Let’s start with that. Why did Pedro drive the car? Is he going to race for the team in 2009? Quite possibly, if you recall he was slated to drive for Prodrive if that McLaren B team project had come together and I know that he feels his has unfinished business as a racer, but I think another reason he drove the car now is because a) it still has a Ferrari engine in it, so it was a rare chance for a McLaren man to assess the Ferrari engine b) this is a technical collaboration and the two sides need to understand each other well, so it’s vital for McLaren to assess where the Force India package is at the outset. Of course the 2009 car will be totally different, but de la Rosa has given McLaren’s engineers an understanding of the baseline. Fisi admitted to some Italian colleagues that his key relationship there was with the now departed Colin Kolles. He has a contract for 2009 and was announced by Vijay Mallya in Shanghai as one of his 2009 drivers, but the feeling from the test is that McLaren wants del la Rosa in the car to push the programme on. Adrian Sutil seemed calm, pointing out that he was over a second faster than de la Rosa.
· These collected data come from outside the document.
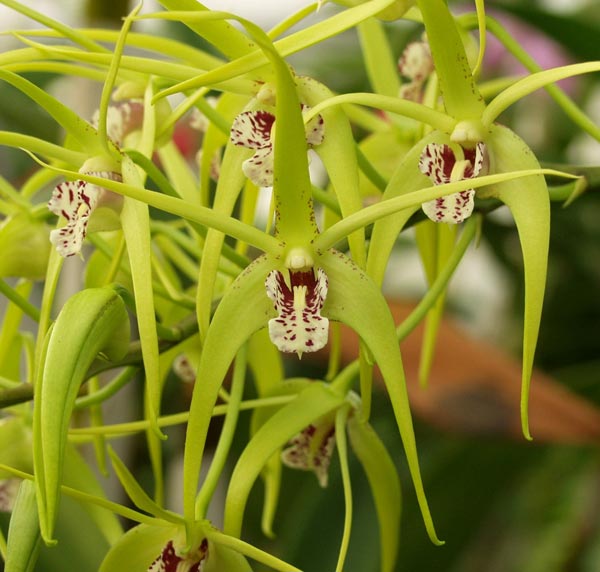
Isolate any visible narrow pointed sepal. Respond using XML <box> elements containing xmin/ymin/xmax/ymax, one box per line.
<box><xmin>486</xmin><ymin>125</ymin><xmax>550</xmax><ymax>440</ymax></box>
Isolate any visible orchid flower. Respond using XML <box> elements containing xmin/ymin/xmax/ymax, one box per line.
<box><xmin>398</xmin><ymin>40</ymin><xmax>434</xmax><ymax>102</ymax></box>
<box><xmin>418</xmin><ymin>141</ymin><xmax>487</xmax><ymax>223</ymax></box>
<box><xmin>281</xmin><ymin>418</ymin><xmax>336</xmax><ymax>487</ymax></box>
<box><xmin>230</xmin><ymin>104</ymin><xmax>324</xmax><ymax>187</ymax></box>
<box><xmin>158</xmin><ymin>13</ymin><xmax>443</xmax><ymax>552</ymax></box>
<box><xmin>47</xmin><ymin>168</ymin><xmax>122</xmax><ymax>258</ymax></box>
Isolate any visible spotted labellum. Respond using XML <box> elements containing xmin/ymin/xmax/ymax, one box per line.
<box><xmin>148</xmin><ymin>538</ymin><xmax>208</xmax><ymax>572</ymax></box>
<box><xmin>265</xmin><ymin>267</ymin><xmax>329</xmax><ymax>358</ymax></box>
<box><xmin>230</xmin><ymin>105</ymin><xmax>324</xmax><ymax>187</ymax></box>
<box><xmin>281</xmin><ymin>422</ymin><xmax>336</xmax><ymax>487</ymax></box>
<box><xmin>398</xmin><ymin>40</ymin><xmax>434</xmax><ymax>102</ymax></box>
<box><xmin>418</xmin><ymin>141</ymin><xmax>487</xmax><ymax>223</ymax></box>
<box><xmin>47</xmin><ymin>171</ymin><xmax>123</xmax><ymax>258</ymax></box>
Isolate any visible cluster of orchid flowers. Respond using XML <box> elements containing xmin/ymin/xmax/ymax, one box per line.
<box><xmin>0</xmin><ymin>0</ymin><xmax>597</xmax><ymax>571</ymax></box>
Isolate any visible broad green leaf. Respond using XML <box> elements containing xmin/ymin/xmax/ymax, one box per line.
<box><xmin>485</xmin><ymin>124</ymin><xmax>550</xmax><ymax>440</ymax></box>
<box><xmin>417</xmin><ymin>0</ymin><xmax>485</xmax><ymax>120</ymax></box>
<box><xmin>183</xmin><ymin>255</ymin><xmax>274</xmax><ymax>523</ymax></box>
<box><xmin>5</xmin><ymin>480</ymin><xmax>41</xmax><ymax>572</ymax></box>
<box><xmin>347</xmin><ymin>416</ymin><xmax>402</xmax><ymax>572</ymax></box>
<box><xmin>322</xmin><ymin>250</ymin><xmax>442</xmax><ymax>545</ymax></box>
<box><xmin>223</xmin><ymin>382</ymin><xmax>346</xmax><ymax>538</ymax></box>
<box><xmin>33</xmin><ymin>286</ymin><xmax>129</xmax><ymax>543</ymax></box>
Over at Honda, Bruno Senna and Lucas di Grassi appeared in a shootout for the second seat alongside Jenson Button, who has publicly stated that he would prefer Rubens Barrichello as his team mate. Of the two di Grassi has a lot more F1 experience, having been a tester for Renault this year. The engineers there rated him highly for his technical ability, but they went a little quiet if you asked them whether he is fast enough for F1. Honda are assessing that now, likewise with Senna. It’s always dangerous to read too much into headline lap times from tests, you need to look at long runs and directly compare new tyre runs on similar fuel loads in similar conditions to see who’s faster.

There has been a lot of chat behind the scenes as the year went on about the safety of KERS, especially after the BMW mechanic was knocked off his feet at the first test, with an electric shock. This week the mechanics handling KERS cars are using thick rubber gloves, to prevent a repeat. They have to wait 3 seconds once the engine is switched off before touching the car. It is clear that there is a long way to go before the teams are up to speed on this new technology. As I’ve mentioned before, it will be at the race starts that the KERS system is most apparent early in 2009, with the power boost likely to give a couple or three car lengths advantage over a non KERS car, once the car reaches 100km/h.

As for the new look cars, they will certainly take some getting used to, as the saying goes, ‘that’s a face only a mother could love’. The generation of cars which culminated in the 2008 models were beautiful and their ugly sisters are just that. If they produce brilliant racing, will they become beautiful?